Goodness of fit

Outline

Topics

  • General notion of goodness-of-fit checks.
  • Specific example for Bayesian models: posterior predictive checks.
  • Limitations.

Rationale

Is your statistical model missing some critical aspect of the data? We have approached this question in a qualitative way earlier in the course. Today, we provide a more quantitative approach. In practice, both qualitative and quantitative model criticism are essential ingredients of an effective Bayesian data analysis.

What is goodness-of-fit?

  • Goodness-of-fit: a procedure to assess if a model is good (approximately well-specified) or bad (grossly mis-specified).
  • Applies to both Bayesian and non-Bayesian models, obviously we focus on the former today.

Review: calibration

To understand today’s material we need to review the notion of calibration of credible intervals.

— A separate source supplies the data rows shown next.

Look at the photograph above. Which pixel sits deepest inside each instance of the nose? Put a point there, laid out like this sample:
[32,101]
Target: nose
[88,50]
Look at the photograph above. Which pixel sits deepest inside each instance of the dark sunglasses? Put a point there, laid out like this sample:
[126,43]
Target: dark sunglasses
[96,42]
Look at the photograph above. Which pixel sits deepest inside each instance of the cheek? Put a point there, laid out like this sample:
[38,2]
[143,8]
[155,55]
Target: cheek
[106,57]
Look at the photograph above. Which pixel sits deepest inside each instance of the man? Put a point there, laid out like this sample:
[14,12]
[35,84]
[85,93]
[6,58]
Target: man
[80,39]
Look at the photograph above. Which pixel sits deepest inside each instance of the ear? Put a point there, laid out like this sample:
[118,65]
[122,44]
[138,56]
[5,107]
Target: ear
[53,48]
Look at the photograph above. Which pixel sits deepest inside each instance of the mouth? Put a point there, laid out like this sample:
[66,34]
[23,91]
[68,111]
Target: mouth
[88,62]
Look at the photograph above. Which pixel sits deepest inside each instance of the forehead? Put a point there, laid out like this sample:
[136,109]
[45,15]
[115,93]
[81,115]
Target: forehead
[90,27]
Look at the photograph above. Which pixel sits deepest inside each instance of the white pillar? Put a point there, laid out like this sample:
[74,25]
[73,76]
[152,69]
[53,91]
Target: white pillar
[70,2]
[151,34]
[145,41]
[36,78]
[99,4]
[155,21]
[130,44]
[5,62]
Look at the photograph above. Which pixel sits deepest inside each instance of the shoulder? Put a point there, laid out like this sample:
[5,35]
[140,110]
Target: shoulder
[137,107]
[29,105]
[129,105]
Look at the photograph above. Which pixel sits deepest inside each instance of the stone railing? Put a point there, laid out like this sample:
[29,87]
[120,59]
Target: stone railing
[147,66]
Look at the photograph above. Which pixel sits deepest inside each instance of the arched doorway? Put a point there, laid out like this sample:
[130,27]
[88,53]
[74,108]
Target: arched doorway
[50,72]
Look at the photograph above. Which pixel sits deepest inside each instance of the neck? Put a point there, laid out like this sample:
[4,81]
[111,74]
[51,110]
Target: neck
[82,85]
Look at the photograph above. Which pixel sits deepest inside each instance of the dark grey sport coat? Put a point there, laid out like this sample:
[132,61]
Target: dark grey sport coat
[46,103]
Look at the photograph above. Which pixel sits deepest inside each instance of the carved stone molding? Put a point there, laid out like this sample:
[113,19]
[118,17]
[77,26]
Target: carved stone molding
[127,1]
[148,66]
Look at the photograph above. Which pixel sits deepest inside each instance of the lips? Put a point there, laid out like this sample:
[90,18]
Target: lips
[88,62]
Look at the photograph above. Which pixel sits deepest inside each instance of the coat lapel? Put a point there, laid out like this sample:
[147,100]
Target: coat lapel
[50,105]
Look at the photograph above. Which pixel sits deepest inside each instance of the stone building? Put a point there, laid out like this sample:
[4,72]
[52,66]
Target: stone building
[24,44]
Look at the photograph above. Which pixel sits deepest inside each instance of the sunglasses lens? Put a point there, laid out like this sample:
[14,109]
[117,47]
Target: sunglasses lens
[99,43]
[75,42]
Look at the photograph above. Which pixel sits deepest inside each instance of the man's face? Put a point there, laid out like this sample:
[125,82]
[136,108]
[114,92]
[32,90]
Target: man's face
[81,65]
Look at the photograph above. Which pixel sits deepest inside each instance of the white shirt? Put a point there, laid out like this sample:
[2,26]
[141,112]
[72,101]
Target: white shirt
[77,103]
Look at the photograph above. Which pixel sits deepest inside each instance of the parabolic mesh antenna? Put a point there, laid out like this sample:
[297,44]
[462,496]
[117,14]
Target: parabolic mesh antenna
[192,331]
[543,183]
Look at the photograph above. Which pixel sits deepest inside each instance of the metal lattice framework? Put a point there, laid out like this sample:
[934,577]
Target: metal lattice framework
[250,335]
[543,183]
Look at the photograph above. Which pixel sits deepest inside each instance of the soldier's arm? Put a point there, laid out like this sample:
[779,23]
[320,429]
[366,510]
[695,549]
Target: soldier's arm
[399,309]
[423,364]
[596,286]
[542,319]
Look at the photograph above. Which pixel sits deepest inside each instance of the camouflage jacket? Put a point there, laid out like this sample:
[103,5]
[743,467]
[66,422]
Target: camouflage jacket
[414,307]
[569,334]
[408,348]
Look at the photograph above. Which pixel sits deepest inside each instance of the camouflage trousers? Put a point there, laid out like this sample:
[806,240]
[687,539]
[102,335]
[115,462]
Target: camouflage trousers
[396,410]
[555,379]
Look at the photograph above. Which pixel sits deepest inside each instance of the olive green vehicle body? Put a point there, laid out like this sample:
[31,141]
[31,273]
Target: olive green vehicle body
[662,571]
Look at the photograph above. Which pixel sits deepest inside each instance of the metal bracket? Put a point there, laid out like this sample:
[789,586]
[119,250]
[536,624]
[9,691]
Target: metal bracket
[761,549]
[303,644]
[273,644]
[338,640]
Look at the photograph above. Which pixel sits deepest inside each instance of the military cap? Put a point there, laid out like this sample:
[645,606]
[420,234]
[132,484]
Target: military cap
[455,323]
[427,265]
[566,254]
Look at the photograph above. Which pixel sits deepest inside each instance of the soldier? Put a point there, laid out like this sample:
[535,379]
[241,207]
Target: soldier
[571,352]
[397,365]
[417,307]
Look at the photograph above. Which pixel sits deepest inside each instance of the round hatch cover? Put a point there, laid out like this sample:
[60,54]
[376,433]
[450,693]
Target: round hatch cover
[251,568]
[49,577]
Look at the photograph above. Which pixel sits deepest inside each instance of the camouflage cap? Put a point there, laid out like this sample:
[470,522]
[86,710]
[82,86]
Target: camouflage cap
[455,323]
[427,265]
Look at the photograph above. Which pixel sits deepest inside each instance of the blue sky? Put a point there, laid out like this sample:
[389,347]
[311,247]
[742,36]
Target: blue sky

Question: for well-specified models, credible intervals are…

  1. calibrated for small data, calibrated for large data
  2. not calibrated for small data, calibrated for large data
  3. only approximately calibrated for both small and large data
  4. none of the above

Recall: in a Bayesian well-specified context, calibration holds for all dataset sizes!

This suggests calibration could be useful to detect mis-specification…

From calibration to goodness-of-fit

Question: Can we do goodness-of-fit check calibration on latent variables \(X\)?

  1. Yes
  2. No

No: in a real data analysis scenario, \(x\) is unknown, so we cannot check if \(x\) is contained in a corresponding credible interval.

Suggestions?

Review: prediction

Question: Can we do goodness-of-fit check calibration on a prediction?

  1. Yes
  2. No

Yes: using a leave-one-out technique:

  • instead of giving all \(n\) data points to Stan, give only the first \(n-1\) data points,
  • leave data point \(n\) out (hence the name).
  • Compute, say a \(99\%\) credible interval \(C\) predicting the \(n\)-th observation based on data \(y_1, \dots, y_{n-1}\).
  • If \(y_n \notin C\): output a warning.

Posterior predictive check

  • Let \(C(y)\) denote a 99% credible interval computed from data \(y\).
  • Let \(y_{\backslash n}\) denote the data excluding point \(n\).
  • Output a warning if \(y_n \notin C(y_{\backslash n})\).

Proposition: if the model is well-specified, \[\mathbb{P}(Y_n \in C(Y_{\backslash n})) = 99\%.\]

Proof: special case of our generic result on calibration of credible intervals..

Question: what are potential cause(s) of a posterior predictive “warning”, (i.e., \(y_n \notin C(y_{\backslash n})\)):

  1. Model mis-specification.
  2. Posterior is not approximately normal.
  3. MCMC too slow and/or not enough samples.
  4. Bad luck.
  5. Software defect.
  1. a, b
  2. a, b, c
  3. a, c, e
  4. a, c, d, e
  5. None of the above
  1. Model mis-specification.
    • Yes, as the name of this page suggests!
  2. Posterior is not approximately normal.
    • No, that’s irrelevant to the present situation.
  3. MCMC too slow and/or not enough samples.
    • Yes, and we will talk more about it this week.
  4. Bad luck.
    • Yes, even in the well-specified case, there is a (100-99)% chance that the warning is issued (related to so-called “type I error” in frequentist statistics).
  5. Software defect.
    • Yes, and we will talk more about it this week.
  • So the correct answer is a, c, d, e.
  • As you can see, there are many other choices (c, d, e) on top of the one we are interested in (a)
    • …which complicates the interpretation of posterior predictive checks.
    • We will see next some strategies to address c and e.